„Was war für euch heute das wichtigste“ fragten wir die Teilnehmer des Ökospaziergangs. „Es war eine lebendige Podiumsdiskussion ohne Podium und in der freien Natur und mit ganz vielen Themen zu denen wir viel Neues gelernt haben“ war die Antwort. Die zahlreichen Teilnehmer, darunter viele Landwirte, brachten unter zwangloser Moderation der Grünen ihre Fragen und ihr Fachwissen durchaus kontrovers ein, aber sehr fair im Umgang.

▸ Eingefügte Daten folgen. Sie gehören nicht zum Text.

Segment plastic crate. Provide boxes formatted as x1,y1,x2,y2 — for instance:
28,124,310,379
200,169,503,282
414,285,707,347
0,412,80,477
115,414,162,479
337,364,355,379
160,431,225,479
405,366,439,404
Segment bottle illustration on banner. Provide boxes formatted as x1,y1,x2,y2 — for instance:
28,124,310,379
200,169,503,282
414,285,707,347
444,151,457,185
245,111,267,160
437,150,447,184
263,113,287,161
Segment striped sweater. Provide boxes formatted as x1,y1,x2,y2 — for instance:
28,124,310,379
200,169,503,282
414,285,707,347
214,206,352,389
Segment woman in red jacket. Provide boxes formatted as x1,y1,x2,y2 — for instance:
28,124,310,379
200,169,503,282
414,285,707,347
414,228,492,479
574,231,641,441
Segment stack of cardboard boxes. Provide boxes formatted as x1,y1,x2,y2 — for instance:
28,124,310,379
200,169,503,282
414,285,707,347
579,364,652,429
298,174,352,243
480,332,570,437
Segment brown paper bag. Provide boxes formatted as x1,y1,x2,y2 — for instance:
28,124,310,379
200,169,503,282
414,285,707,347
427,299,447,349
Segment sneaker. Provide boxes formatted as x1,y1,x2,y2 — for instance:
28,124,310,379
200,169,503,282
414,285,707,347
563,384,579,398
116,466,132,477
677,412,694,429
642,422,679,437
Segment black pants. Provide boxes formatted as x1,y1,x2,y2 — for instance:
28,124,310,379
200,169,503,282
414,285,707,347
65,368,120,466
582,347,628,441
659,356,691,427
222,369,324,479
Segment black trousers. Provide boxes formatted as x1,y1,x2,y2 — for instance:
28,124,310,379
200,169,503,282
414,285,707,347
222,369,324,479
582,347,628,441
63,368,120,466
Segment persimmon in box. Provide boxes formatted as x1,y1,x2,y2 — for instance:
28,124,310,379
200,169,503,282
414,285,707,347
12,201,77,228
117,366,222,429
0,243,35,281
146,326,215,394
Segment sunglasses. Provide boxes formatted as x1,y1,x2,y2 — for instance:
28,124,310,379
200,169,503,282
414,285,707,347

Landschaftsplaner Ralf Theurer erläuterte, dass Bachrenaturierung zwingend nötig ist, weil die knallharte europäische Gesetzgebung (Wasserrahmenrichtlinie) alle Länder verpflichtet, die Bäche wieder in einen „guten Zustand“ zu versetzen. Es gibt genug Fördergelder dafür, aber es hapert an den nötigen Flächen und am Personalengpass beim Amt für Bodenmanagement (früher Flurbereinigung). Seit 9 Jahren läuft das Programm. Es begann mit dem SILEK, bei dem Bürger in 3 Arbeitsgruppen Maßnahmen und Projekte entwickelten. Im Jahr 2012 begann das Flurbereinigungsverfahren, bei dem in enger Abstimmung mit dem Landwirten die Maßnahmen konkretisiert und der Flächentausch vorbereitet wurde. Ohne die Zusammenarbeit Theurers und des Umweltbeauftragten der Gemeinde, Rainer Landzettel, wären wir noch nicht auf dem heutigen Stand.
Die Planung ist seit 2016 weitgehend fertiggestellt, aber es fehlt noch die Genehmigung durch die Genehmigungsbehörde, weil Personal für die Umsetzung fehlt.
Wie toll so eine Renaturierung geht sahen wir am Erbsenbach. „Kommen Sie an den Bachrand und sehen Sie, mit welch einfachen Mitteln aus einer Steinrinne wieder ein Bach werden kann, wenn der „Eigendynamik“ Raum gegeben wird und clevere Umweltschützer für wenig Kosten mit dem Bagger und guten Ideen anrücken“ luden wir die Teilnehmer ein. Die Kosten für die 400 Meter Renaturierung liegen in der Größenordnung eines neuen VW-Busses.
Im Moment ist der Erbsenbach sehr trocken. Aber durch den Wegfall der letzten einen Meter hohen Sperrmauer am Ortsrand von Gundernhausen ist er wieder für Wasserlebewesen mit der Gersprenz verbunden.
Der Ökolandwirt Dr. Prinz Felix zu Löwenstein hielt am „Blühstreifen“ an der Weißmühle ein leidenschaftliches Plädoyer für den Umstieg auf biologischen Landbau. „Wir sehen in den konventionellen Landwirten nicht die Bösen, und in den Ökos nicht die Guten. Sondern es geht einfach um den Erhalt unserer Lebensgrundlagen“. „Auch wir fühlen uns der Nachhaltigkeit verpflichtet“ meinte der konventionell arbeitende Ortslandwirt Rück.
Der Blühstreifen selbst ist zwar sehr schmächtig, aber alle Beteiligten sahen darin einen Schritt in die richtige Richtung. „Wissenschaftlich zweifelsfrei erwiesen ist, dass seit den letzten 27 Jahren 75% der Biomasse der Fluginsekten nicht mehr da sind. Das heißt, dass ganze Nahrungsketten zusammenbrechen. Das greift ins ganze Ökosystem von Pflanzen und Tieren massiv ein. Wir müssen umsteuern“ sagte Felix zu Löwenstein.
Martina Feldmayer von den Landtagsgrünen nutzte den Rundgang, um auf den viel zu starken Flächenverbrauch hinzuweisen, der durch Siedlungsbau und Gewerbeflächen entsteht. „Das kann so nicht weiter gehen. Unser langfristiges Ziel ist die Netto-Null beim Flächenverbrauch, Es ist uns ein wichtiges Anliegen, hochwertige landwirtschaftliche Böden besonders zu schützen. Zur Eindämmung des Flächenverbrauchs setzen wir uns das Ziel der Reduktion auf unter 2 ha pro Tag bis 2030, in ganz Hessen. Um das Jahr 2000 waren das noch 4 ha pro Tag. Unvorstellbar.“
Beim Rundgang konnten Teilnehmer direkt sehen, wie in den 50-er Jahren mit schweren Steinen gemauerte Rinnen angelegt wurden. Es gibt sie noch. Direkt neben dem Biotop.
„Es müsste sich viel mehr tun“ fasste ein Teilnehmer zusammen „Es fehlen die Flächen und die Umsetzer.“ Das gaben wir Martina Feldmayer für Wiesbaden mit.